If any provision of these Terms is found to be unenforceable, the remaining provisions shall remain in full force and effect.

17.3 Waiver

The failure of ShelfOptix to enforce any right or provision of these Terms shall not constitute a waiver of such right or provision.

17.4 Assignment

You may not assign or transfer these Terms or any rights hereunder without ShelfOptix's prior written consent.

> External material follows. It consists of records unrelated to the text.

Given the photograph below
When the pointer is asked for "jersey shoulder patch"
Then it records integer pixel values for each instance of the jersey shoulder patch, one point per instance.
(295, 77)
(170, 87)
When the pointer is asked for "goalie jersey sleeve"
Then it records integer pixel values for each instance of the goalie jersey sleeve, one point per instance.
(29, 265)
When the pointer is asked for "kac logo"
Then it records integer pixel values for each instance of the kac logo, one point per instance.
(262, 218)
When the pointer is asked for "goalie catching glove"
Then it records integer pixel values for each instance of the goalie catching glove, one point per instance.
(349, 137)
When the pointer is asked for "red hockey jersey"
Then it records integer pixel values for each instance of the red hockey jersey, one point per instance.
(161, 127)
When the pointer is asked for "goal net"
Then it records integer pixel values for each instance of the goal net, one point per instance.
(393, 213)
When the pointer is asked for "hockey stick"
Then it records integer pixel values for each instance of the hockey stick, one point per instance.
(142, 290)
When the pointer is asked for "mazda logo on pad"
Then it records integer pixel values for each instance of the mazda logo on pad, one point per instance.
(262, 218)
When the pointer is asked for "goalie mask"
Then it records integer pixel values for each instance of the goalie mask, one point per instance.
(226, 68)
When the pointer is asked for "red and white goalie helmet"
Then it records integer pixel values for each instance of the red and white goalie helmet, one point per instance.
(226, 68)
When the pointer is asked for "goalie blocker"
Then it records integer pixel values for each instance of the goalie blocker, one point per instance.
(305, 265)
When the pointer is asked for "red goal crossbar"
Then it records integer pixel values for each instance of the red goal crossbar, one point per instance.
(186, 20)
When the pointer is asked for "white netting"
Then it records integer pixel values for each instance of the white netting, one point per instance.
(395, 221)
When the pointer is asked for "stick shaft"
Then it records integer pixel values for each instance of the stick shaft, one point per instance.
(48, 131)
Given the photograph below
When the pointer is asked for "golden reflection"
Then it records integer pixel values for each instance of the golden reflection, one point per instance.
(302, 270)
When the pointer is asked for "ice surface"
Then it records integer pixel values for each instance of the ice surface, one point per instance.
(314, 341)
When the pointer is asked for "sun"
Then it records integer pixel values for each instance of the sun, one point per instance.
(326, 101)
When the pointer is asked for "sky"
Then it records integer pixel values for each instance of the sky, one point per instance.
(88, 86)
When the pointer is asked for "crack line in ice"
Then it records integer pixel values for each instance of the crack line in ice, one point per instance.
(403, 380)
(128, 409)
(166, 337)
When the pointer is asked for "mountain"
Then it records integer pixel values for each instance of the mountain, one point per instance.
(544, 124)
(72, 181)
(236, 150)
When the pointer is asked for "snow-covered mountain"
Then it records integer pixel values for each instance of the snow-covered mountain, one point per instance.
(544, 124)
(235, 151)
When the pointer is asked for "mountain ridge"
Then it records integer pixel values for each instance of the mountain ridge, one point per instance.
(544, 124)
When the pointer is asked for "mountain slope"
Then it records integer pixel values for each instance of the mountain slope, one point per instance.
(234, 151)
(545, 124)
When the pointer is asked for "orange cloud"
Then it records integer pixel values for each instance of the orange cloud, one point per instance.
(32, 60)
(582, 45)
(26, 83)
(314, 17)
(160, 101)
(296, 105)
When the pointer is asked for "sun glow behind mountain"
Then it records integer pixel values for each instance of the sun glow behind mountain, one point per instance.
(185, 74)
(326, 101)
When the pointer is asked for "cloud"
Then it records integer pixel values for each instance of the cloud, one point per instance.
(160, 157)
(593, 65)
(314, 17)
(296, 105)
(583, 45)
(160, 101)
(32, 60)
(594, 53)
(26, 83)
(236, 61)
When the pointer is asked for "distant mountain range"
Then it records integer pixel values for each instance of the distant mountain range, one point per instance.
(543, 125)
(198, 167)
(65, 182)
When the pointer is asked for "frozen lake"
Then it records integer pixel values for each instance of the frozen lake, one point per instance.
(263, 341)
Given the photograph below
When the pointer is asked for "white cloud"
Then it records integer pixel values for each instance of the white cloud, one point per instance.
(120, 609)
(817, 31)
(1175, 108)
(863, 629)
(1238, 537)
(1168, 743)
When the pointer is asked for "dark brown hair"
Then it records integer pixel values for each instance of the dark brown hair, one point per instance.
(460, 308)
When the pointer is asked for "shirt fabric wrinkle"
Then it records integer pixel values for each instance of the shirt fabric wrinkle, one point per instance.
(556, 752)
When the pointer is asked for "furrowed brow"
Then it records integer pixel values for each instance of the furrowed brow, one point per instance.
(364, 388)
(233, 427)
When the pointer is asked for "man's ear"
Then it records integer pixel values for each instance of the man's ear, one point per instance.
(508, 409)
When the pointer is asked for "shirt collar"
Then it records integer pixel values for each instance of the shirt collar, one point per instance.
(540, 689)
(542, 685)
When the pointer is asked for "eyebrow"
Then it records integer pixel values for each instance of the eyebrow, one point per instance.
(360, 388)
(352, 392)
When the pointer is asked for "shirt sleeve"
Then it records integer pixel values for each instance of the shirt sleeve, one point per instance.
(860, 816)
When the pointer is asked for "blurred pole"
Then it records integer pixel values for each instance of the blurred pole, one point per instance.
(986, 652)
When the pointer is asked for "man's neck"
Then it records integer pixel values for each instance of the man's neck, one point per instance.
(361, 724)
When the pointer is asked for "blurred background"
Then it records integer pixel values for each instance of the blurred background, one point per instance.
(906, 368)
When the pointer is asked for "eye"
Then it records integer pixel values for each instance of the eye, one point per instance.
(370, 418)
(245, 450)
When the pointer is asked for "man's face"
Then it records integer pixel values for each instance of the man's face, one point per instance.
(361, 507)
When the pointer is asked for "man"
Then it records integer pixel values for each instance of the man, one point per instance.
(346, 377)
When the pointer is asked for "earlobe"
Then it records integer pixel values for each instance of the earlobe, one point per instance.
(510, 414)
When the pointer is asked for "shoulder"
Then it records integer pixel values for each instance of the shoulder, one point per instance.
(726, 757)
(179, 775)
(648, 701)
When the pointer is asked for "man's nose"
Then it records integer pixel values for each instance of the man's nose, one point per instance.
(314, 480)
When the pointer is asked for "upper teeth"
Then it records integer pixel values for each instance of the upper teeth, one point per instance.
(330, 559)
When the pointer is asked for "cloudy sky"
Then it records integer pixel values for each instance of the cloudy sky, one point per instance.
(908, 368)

ShelfOptix may assign these Terms without restriction in connection with a merger, acquisition, or sale of assets.

17.5 Force Majeure

Neither party shall be liable for any failure or delay in performance due to causes beyond its reasonable control, including acts of God, natural disasters, war, terrorism, riots, embargoes, acts of civil or military authorities, fire, floods, accidents, strikes, or shortages of transportation, facilities, fuel, energy, labor, or materials.

17.6 Notices

All notices under these Terms shall be in writing and delivered to the addresses specified in the applicable service agreement or to such other address as either party may designate. Notices to ShelfOptix shall be sent to the address listed in Section 18.

17.7 Export Compliance

You agree to comply with all applicable export laws and regulations in connection with your use of the Platform.

Section 18

Contact Information

If you have questions about these Terms or need to provide notices, please contact us:

ShelfOptix LLC

Address: 700 Freeport Parkway
Coppell, TX 75019
Phone: 405.203.3268

By using the ShelfOptix Platform, you acknowledge that you have read, understood, and agree to be bound by these Terms of Use.